Saturday, November 20, 2010

Almond Bread for stuffing or eating

I made some of this today, and half of it I'll use for bread and half of it will be cubed, toasted, and saved for stuffing this week.  It is inspired by Lois Lang's Lucious Bread recipe out of "Breaking The Vicious Cycle" by Elaine Gottschall B.A., M.Sc.  I changed it a little to fit my own ingredients.  There are many versions of it on the internet on the SCD sites.  It's gluten free.  Along with this I have looked at different versions of low carb stuffing and I think I'll probably get ideas from them but end up with my own.  I never seem to follow anyone's recipe exactly!  I tend to always take from several recipes and end up with my own.
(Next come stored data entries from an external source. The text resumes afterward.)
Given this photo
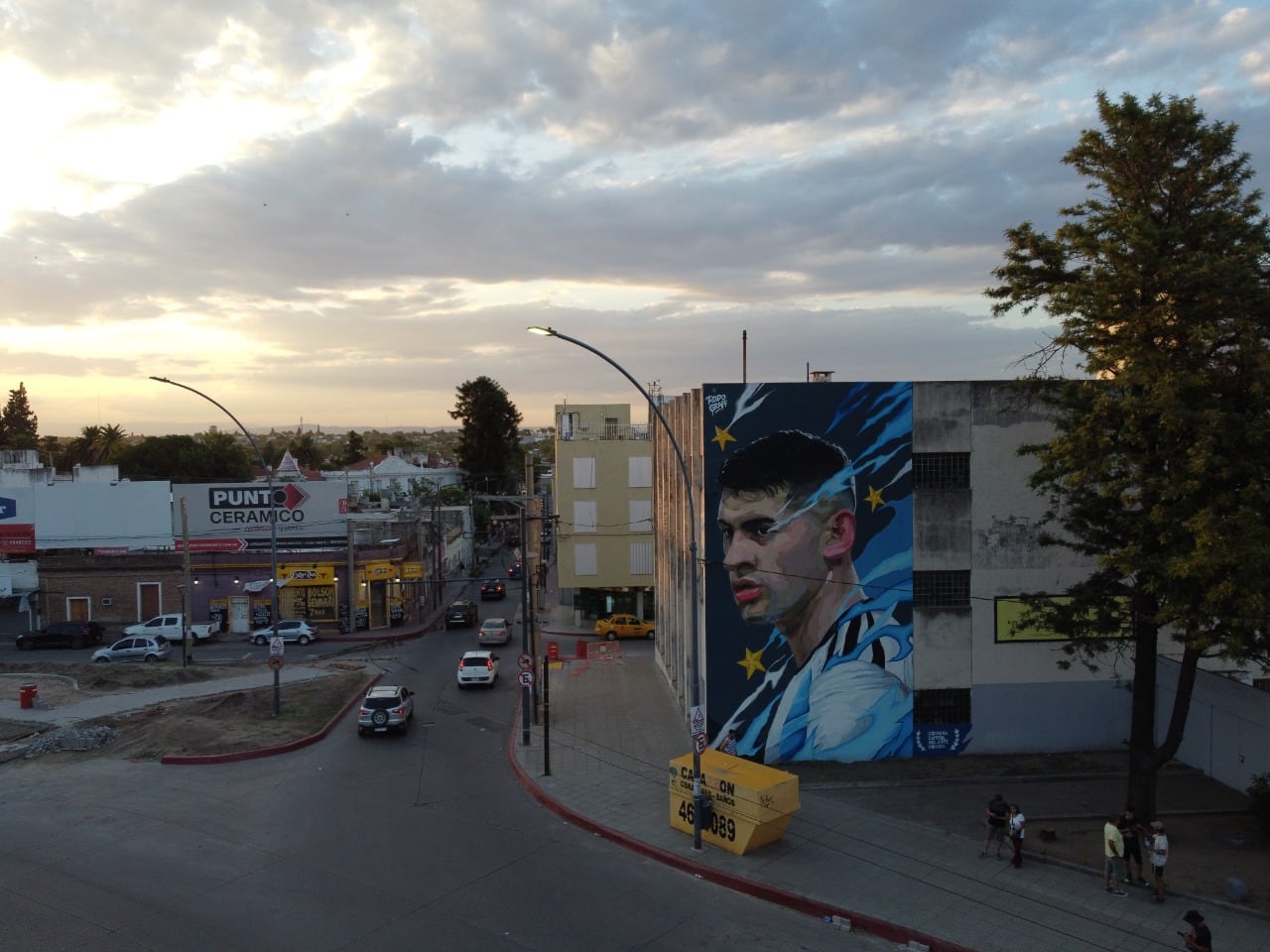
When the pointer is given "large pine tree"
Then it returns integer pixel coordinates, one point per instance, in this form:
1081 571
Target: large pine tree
18 422
489 443
1159 465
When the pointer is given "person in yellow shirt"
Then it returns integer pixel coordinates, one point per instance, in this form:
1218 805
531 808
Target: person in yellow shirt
1112 870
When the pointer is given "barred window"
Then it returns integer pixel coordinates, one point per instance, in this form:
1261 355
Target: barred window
942 471
942 706
942 589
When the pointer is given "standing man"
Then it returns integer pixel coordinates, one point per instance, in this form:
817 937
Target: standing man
1112 848
786 515
1199 938
1017 830
1159 846
1130 832
998 811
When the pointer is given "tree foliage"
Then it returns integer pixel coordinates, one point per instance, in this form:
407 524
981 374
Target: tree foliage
489 445
19 426
1157 466
183 458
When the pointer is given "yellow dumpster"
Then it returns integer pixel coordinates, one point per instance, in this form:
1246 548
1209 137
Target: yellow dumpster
752 803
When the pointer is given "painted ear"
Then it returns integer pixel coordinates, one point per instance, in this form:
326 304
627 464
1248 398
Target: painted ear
841 535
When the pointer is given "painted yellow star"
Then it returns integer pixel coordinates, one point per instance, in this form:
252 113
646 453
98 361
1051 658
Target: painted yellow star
753 662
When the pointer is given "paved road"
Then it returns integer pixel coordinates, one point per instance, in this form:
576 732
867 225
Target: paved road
417 842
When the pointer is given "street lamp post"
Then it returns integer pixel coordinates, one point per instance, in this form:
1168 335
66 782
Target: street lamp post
526 708
273 524
694 665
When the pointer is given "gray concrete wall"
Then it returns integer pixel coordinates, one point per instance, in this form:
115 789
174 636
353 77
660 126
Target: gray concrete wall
1227 731
1091 715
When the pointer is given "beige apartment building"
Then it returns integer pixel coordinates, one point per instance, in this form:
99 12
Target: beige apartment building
603 490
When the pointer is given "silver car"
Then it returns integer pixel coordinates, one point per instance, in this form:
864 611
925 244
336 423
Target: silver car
477 667
135 649
289 630
388 707
493 631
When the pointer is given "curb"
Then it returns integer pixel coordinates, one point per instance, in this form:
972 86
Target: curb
204 760
864 924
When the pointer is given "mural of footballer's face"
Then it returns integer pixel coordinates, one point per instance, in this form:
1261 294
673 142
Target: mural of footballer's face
775 558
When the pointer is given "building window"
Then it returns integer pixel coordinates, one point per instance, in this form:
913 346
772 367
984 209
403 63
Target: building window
584 472
942 706
584 516
642 557
942 471
642 515
585 560
639 471
942 589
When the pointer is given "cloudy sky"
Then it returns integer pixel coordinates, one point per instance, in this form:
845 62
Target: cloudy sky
339 212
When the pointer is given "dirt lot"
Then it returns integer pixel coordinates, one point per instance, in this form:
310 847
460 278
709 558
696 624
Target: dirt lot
239 720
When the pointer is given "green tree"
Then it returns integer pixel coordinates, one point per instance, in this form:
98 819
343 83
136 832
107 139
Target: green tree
489 445
1157 470
19 426
354 449
307 451
183 458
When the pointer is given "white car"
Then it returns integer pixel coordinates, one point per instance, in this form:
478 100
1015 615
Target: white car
477 667
135 649
493 631
289 630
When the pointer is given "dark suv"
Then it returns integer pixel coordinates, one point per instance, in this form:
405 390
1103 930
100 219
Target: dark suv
63 635
461 613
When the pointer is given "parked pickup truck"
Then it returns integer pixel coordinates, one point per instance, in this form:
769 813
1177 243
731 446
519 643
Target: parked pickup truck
172 627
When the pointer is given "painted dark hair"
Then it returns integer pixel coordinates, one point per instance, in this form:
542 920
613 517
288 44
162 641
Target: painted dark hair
789 460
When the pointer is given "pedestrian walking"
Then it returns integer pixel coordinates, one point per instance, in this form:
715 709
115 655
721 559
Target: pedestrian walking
1199 938
1130 832
1017 830
998 814
1157 848
1112 866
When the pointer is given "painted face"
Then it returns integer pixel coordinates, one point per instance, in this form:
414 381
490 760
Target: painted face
775 560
* Exported from MasterCook *

                        Almond Bread

Recipe By     :original by Lois Lang, Breaking the Vicious Cycle, my tweaks
Serving Size  : 16    
Categories    : Bread

  Amount  Measure       Ingredient -- Preparation Method
--------  ------------  --------------------------------
  1/4       cup  coconut oil -- melted
  8         ounces  fat free cream cheese -- softened (feel free to use full fat, I only used this because it cut down on calories, and the carbs were the same.)
  3         eggs
  1         teaspoon  baking soda
  1/4      teaspoon  salt
  2 1/2   cups  almond meal, blanched

Preheat oven to 350 degrees F.  (180 C.)

Place first 5 ingredients in a mixing bowl and mix with electric mixer until very creamy and thick.  Or you can put into a food processor and process.

Add the almond meal and mix well.

Grease a loaf pan (about 4" x 8") generously (I spray with non-stick cooking spray).  Pour dough into the pan.

Bake at 350 for about 1 hour or 1 hour and 15 min. until lightly browned on top.   Check by inserting a metal kitchen knife; it will come out clean when bread is done.  Remove from oven and run a bread knife around the edges of the pan to loosen.   Remove bread from pan by inverting the pan onto a cake rack.  Allow to cool thoroughly before you cut it.  Don't cut it while it is piping hot.  It needs to firm up its texture.

Variations: For Bananna bread: 1/2 cup sweetener added, 1 tsp. banana flavoring, and use 1/2 c. flaxmeal and 2 cups almond meal.  Or for lemon bread use 1 tsp. lemon flavoring, 1 TBS lemon juice, and add poppy seeds.
or: add 1 TBS. of caraway seeds with the flour and you will get a bread that resembles rye bread.

  "Inspired from "Lois Lang's Lucious Bread" from the book "Breaking The Vicious Cycle" by Elaine Gotschall"

                                    - - - - - - - - - - - - - - - - - - - 

Per Serving: 157 Calories; 13g Fat (71.5% calories from fat); 7g Protein; 5g Carbohydrate; 2g Dietary Fiber; 35mg Cholesterol; 208mg Sodium.  Exchanges: 0 Lean Meat; 1 Fat.